Dans mon dernier article, j’ai décrit une étude qui a établi un lien entre les styles d’humour malsains (ou inadaptés) et la dépression. L’étude a également montré que cette relation avait probablement une base génétique. Si cette relation est logique, la manière dont l’humour peut être lié à la personnalité est moins évidente. Une nouvelle méta-analyse a examiné les différentes relations entre les styles humoristiques et la personnalité.
Une méta-analyse est une méthode utilisée pour collecter et évaluer systématiquement toutes les recherches disponibles sur un sujet donné. C’est la même technique que nous avons utilisée pour notre dernière recherche sur les différences entre les sexes en matière de capacité humoristique. Dans ce cas, les chercheurs se concentrent sur les corrélations entre l’humour et la personnalité.
Les chercheurs ont recherché des études qui calculaient des corrélations entre les quatre styles d’humour décrits dans mon précédent article – affiliatif, valorisant, agressif et autodestructeur – et les cinq grands traits de personnalité. Le Big Five est la mesure la plus fiable et la plus solide de la personnalité et comprend des scores sur cinq dimensions de la personnalité : L’extraversion, l’agréabilité, la conscience, le neuroticisme et l’ouverture à l’expérience. Ils ont trouvé 24 études et 28 tailles d’effet qui ont examiné le lien entre au moins un style d’humour et un trait de personnalité. Le nombre total de participants à ces études était de 11 791. Contrairement à l’étude précédente dont j’ai parlé, l’étude actuelle n’incluait que des participants adultes en bonne santé.

Quelles sont les principales conclusions de l’étude ? Les deux styles d’humour sain, l’humour affiliatif et l’humour valorisant, qui comprennent la tendance à partager l’humour avec les autres, à faire rire les autres et à avoir une vision humoristique de la vie, ont été positivement associés à une personnalité extravertie, à l’agréabilité et à l’ouverture à de nouvelles expériences.
L’agréabilité était également fortement, mais négativement corrélée à l’humour agressif, ce qui signifie que les personnes agréables n’utilisent pas beaucoup d’humour offensant, sexiste ou raciste, ou d’humour utilisé pour dénigrer les autres. Cela est logique, car les personnes agréables s’entendent bien avec les autres et l’utilisation d’un humour désobligeant ne les rendrait pas très populaires.
Le caractère consciencieux est également négativement corrélé à l’humour agressif, en particulier chez les jeunes. En outre, le caractère consciencieux est négativement associé à l’humour autodestructeur, un autre style d’humour malsain.
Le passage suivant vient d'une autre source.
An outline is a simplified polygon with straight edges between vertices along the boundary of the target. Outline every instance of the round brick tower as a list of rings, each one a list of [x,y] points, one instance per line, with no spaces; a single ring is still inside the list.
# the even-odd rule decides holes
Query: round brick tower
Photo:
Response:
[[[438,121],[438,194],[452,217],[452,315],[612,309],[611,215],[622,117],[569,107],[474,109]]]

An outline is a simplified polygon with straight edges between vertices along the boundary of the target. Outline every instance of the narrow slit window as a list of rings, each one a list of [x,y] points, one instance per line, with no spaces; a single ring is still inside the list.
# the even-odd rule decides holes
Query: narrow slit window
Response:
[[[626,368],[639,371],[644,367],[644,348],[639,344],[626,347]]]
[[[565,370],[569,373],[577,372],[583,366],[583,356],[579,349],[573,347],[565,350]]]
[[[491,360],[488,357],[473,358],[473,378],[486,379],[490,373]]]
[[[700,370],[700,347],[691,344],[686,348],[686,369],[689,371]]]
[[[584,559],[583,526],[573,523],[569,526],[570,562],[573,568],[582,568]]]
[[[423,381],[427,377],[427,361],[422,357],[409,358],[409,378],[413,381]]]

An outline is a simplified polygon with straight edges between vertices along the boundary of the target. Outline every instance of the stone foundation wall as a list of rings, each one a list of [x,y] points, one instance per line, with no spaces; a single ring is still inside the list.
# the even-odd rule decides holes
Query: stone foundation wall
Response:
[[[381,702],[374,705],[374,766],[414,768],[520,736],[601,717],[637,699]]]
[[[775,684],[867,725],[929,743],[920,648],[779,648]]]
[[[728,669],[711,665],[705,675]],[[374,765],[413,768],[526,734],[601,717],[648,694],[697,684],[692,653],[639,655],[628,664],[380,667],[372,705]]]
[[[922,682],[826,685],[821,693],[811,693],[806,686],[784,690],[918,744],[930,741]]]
Il semble que les personnes consciencieuses ne ressentent pas le besoin d’utiliser ce style malveillant qui consiste à faire des blagues à ses propres dépens pour amuser les autres.
En résumé, les traits de personnalité se sont révélés être de puissants prédicteurs des styles d’humour. Cela n’est pas surprenant, étant donné que la personnalité peut prédire de nombreux résultats dans la vie, tels que les performances professionnelles et la satisfaction dans les relations amoureuses, ainsi que le bien-être mental. Les personnes sympathiques, amicales et sociables ont tendance à avoir des styles d’humour sains, et elles sont susceptibles d’utiliser l’humour à la fois pour faire face à leurs propres adversités et pour soutenir les autres.
D’autre part, les personnes ayant un score élevé de névrosisme ont tendance à avoir un score faible pour les deux styles d’humour sain. Le névrosisme est un bon prédicteur de la psychopathologie, et les personnes névrosées ont tendance à souffrir de plus de stress et à être plus anxieuses que les personnes moins névrosées. Il n’est donc pas surprenant que les personnes ayant un niveau élevé de neuroticisme soient moins susceptibles d’utiliser des styles d’humour sains, ou peut-être qu’elles ne sachent pas comment les utiliser efficacement.
En résumé, cette étude fournit des preuves solides que deux des attributs humains les plus importants, la personnalité et l’humour, sont fortement liés. Bien que l’étude n’ait porté que sur les corrélations entre l’humour et la personnalité, et non sur la relation de cause à effet, il ne fait aucun doute que les deux s’influencent mutuellement et qu’il est nécessaire de poursuivre les recherches pour déterminer exactement comment.